Secondo il Centro studi di Unimpresa, il periodo più difficile e negativo, per fatturati e incassi, coincide con i tre mesi del confinamento dell’anno scorso: meno 50,6 miliardi a marzo (-20,6%), meno 86,2 miliardi ad aprile (-37,1%) e meno 62,4 miliardi a maggio (25,6%). La tendenza è rimasta negativa per tutto il resto dell’anno, anche se con perdite meno accentuate, fino a dicembre, quando si stima che la riduzione del fatturato di aziende e Partite Iva, anche in questo caso legata alle misure restrittive introdotte per contenere la circolazione del virus, sia stata pari a 30,8 miliardi (-14,0%).
Durante l’estate, le perdite sono state più contenute e, pari a 24,6 miliardi a giugno (-10,4%), di 21,5 miliardi a luglio (-8,1%), di 6,7 miliardi ad agosto (-3,9%) e di 9,3 miliardi a settembre (-3,9%): in questo periodo le restrizioni erano state allentate in maniera sensibile e la maggiore mobilità dei cittadini per le ferie ha verosimilmente favorito maggiori spese nel settore turistico, che in ogni caso non hanno compensato i danni generali all’economia italiana.
A ottobre (-9,0%) e novembre (-7,5%), invece, la crisi economica è tornata ad acuirsi con un leggero peggioramento delle difficoltà (con riduzioni, nei due mesi, rispettivamente per 23,2 miliardi e 17,9 miliardi): anche in questo caso il dato fortemente negativo è riconducibile alle restrizioni per la circolazione e per la mobilità delle persone.
Complessivamente la contrazione dei fatturati sarebbe stata ancora più marcata se a gennaio, quando la pandemia non si era ancora manifestata, non ci fosse stato un balzo positivo degli incassi pari a 14,8 miliardi (+7,0%), dei quali 12,1 miliardi (+5,9%) riconducibili alle aziende e 2,8 miliardi (+28,8%) riferibili a partite Iva e autonomi.
Quanto ai settori, il calo maggiore si è registrato per alberghi, bar e ristoranti (-40,3%), mentre è stato del 27,1% per il comparto dell’intrattenimento e dello sport. In controtendenza, invece, sia il settore informazione e comunicazione (+1,6%) sia quello dell’agricoltura (+1,8%).

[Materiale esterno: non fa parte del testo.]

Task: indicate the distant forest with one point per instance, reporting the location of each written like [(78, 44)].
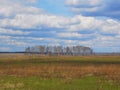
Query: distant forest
[(60, 50)]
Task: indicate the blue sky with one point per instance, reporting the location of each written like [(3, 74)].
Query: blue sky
[(92, 23)]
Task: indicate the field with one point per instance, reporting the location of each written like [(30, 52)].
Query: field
[(37, 72)]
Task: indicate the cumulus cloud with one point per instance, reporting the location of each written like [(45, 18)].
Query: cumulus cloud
[(107, 8)]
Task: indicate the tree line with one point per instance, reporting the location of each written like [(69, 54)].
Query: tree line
[(60, 50)]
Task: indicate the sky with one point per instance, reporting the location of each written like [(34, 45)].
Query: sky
[(91, 23)]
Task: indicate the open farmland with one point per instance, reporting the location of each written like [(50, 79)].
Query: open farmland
[(37, 72)]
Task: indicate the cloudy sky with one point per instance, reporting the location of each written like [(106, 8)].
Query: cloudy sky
[(92, 23)]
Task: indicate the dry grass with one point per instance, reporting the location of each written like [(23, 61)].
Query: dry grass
[(26, 65)]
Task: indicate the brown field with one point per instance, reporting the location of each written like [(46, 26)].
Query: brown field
[(60, 66)]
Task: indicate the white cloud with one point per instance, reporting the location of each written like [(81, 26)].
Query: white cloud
[(13, 32)]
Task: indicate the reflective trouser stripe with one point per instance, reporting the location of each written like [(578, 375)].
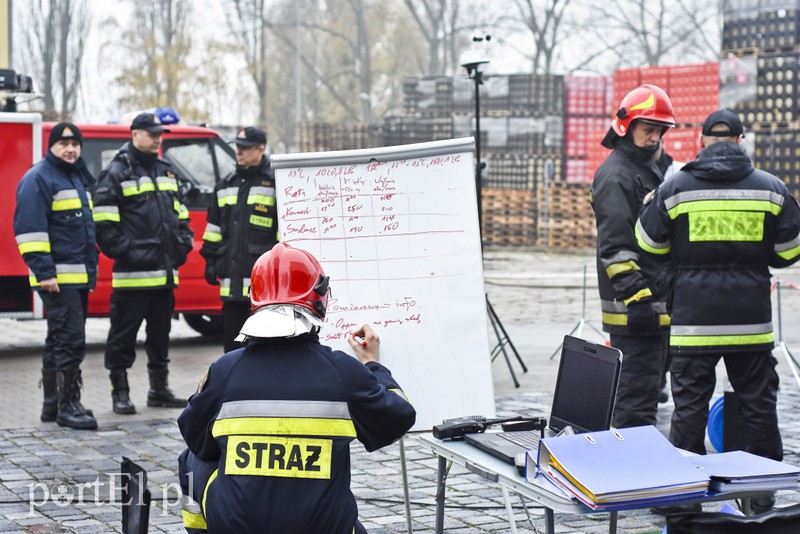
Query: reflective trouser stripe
[(303, 426), (621, 319)]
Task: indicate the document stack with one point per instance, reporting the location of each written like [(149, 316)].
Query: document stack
[(742, 471), (618, 469)]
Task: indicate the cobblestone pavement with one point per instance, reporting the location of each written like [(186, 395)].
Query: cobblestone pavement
[(538, 297)]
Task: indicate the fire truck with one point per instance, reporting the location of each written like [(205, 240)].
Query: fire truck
[(200, 158)]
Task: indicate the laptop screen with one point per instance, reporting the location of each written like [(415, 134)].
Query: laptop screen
[(587, 383)]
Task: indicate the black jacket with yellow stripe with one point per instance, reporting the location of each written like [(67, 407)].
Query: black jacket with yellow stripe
[(242, 224), (278, 416), (722, 223), (624, 274), (53, 223), (141, 222)]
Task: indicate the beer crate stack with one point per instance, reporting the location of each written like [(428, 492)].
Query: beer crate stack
[(759, 80)]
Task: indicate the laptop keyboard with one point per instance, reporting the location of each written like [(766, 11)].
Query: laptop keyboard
[(529, 439)]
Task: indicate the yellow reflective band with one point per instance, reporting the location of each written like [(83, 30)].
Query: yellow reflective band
[(642, 293), (644, 245), (34, 246), (725, 205), (647, 104), (69, 204), (258, 220), (145, 187), (213, 237), (295, 426), (279, 457), (790, 254), (191, 520), (139, 282), (621, 319), (229, 200), (717, 341), (726, 226), (261, 199), (105, 216), (616, 268), (211, 479)]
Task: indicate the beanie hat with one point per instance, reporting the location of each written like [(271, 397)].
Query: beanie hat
[(64, 131)]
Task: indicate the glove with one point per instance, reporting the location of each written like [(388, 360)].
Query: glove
[(642, 317), (211, 276)]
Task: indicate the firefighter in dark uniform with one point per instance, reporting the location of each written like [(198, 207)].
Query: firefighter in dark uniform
[(143, 226), (241, 226), (723, 223), (56, 237), (633, 287), (269, 429)]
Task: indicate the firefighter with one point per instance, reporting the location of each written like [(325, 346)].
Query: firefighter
[(633, 288), (241, 226), (723, 223), (56, 237), (269, 429), (143, 226)]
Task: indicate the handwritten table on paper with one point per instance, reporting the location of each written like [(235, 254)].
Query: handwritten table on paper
[(397, 231)]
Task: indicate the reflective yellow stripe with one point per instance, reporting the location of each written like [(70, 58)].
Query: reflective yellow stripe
[(724, 205), (717, 341), (34, 246), (295, 426), (726, 226), (145, 187), (621, 319), (208, 484), (213, 237), (261, 199), (191, 520), (67, 204), (617, 268), (642, 293), (258, 220)]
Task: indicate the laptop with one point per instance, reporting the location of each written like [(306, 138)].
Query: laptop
[(583, 401)]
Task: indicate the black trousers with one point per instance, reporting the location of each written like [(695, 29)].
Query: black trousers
[(234, 314), (128, 310), (643, 359), (65, 345), (753, 378)]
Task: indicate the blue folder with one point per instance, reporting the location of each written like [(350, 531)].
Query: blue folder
[(628, 465)]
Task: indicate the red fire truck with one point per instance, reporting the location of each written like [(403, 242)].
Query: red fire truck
[(199, 157)]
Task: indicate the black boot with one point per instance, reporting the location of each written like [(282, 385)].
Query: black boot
[(71, 412), (160, 396), (120, 399), (50, 396)]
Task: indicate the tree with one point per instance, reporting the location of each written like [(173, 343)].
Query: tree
[(158, 41), (53, 41), (650, 32)]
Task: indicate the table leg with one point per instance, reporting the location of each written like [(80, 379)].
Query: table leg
[(612, 523), (549, 521), (441, 481)]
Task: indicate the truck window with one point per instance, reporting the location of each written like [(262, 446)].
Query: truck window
[(200, 163)]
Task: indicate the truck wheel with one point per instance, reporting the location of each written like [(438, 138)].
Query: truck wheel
[(207, 325)]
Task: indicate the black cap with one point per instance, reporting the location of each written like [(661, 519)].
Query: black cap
[(723, 116), (251, 136), (64, 131), (149, 122)]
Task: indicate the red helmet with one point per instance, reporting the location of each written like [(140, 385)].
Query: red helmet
[(287, 275), (648, 103)]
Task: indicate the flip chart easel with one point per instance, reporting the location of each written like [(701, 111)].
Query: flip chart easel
[(396, 229)]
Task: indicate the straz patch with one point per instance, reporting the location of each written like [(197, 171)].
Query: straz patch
[(726, 226), (269, 456)]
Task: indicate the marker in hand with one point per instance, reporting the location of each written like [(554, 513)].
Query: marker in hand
[(359, 340)]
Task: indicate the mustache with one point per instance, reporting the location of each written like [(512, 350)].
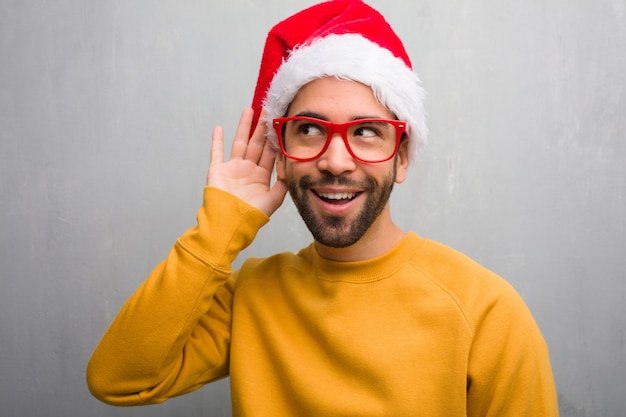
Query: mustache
[(327, 179)]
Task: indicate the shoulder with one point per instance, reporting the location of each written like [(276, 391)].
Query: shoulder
[(480, 292)]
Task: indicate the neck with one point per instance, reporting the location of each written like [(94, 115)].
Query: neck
[(379, 238)]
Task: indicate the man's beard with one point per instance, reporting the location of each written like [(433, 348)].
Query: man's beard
[(338, 231)]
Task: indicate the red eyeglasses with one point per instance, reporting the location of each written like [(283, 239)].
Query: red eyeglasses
[(304, 138)]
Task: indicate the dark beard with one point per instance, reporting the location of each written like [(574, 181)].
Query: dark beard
[(336, 231)]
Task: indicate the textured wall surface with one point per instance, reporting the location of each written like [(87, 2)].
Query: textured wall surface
[(106, 110)]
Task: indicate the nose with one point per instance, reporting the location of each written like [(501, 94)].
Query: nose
[(336, 160)]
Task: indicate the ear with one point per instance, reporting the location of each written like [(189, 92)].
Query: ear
[(402, 161)]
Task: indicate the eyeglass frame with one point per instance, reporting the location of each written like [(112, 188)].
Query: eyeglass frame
[(341, 128)]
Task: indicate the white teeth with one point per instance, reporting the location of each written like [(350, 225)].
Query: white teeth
[(338, 196)]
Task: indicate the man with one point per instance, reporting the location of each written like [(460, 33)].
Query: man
[(368, 320)]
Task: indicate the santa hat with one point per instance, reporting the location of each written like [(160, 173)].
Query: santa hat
[(346, 39)]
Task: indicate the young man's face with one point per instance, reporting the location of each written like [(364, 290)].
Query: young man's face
[(338, 197)]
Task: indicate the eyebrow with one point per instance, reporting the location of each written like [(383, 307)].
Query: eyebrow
[(321, 117)]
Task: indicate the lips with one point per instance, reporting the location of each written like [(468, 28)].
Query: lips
[(337, 196)]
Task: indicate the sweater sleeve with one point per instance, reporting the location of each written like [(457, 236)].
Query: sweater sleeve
[(173, 333), (509, 371)]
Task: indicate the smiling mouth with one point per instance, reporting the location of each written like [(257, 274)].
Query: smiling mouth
[(337, 197)]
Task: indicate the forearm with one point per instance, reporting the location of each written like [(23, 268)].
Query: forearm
[(173, 333)]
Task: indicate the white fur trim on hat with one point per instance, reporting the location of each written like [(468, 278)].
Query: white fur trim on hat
[(351, 56)]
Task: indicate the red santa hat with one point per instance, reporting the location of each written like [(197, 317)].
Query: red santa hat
[(346, 39)]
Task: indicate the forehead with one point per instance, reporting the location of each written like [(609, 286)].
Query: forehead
[(338, 100)]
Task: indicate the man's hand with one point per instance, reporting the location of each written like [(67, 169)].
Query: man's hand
[(247, 174)]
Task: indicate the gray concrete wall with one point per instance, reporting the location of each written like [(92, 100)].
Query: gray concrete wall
[(106, 109)]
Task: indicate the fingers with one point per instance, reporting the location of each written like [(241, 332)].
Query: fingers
[(240, 142), (217, 145)]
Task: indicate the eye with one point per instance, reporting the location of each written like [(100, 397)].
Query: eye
[(310, 129), (366, 131)]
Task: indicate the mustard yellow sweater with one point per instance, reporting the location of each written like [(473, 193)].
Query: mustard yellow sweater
[(419, 331)]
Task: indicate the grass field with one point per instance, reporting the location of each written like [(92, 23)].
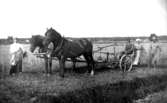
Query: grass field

A livello territoriale, è la Sardegna, in termini percentuali, ad aver avuto l’impatto più forte sulla sua economia (-25,2%), seguita da Friuli Venezia Giulia (-20,3%), Valle d’Aosta (-17,4%) e Lazio (-16,3%). In doppia cifra negativa anche la Liguria (-14,7%), il Piemonte (-14,3%), le Marche (-13,7%), la Lombardia (-12,7%), la Toscana (-10,2%), il Veneto (-10,2%) e l’Emilia Romagna (-10,0%). L’analisi geografica, poi, vede altre 10 regioni e province autonome, tutte con segno negativo, ma con contrazioni delle attività economiche meno accentuate rispetto al resto del Paese: Umbria (-9,5%), Trentino (-7,8%), Abruzzo (-6,4%), Alto Adige (-5,2%), Puglia (-5,0%), Campania (-4,8%), Sicilia (-4,7%), Molise (-4,5%), Calabria (-3,9%), Basilicata (-1,7%). La media del calo di fatturato in Italia è pari al 7,2%.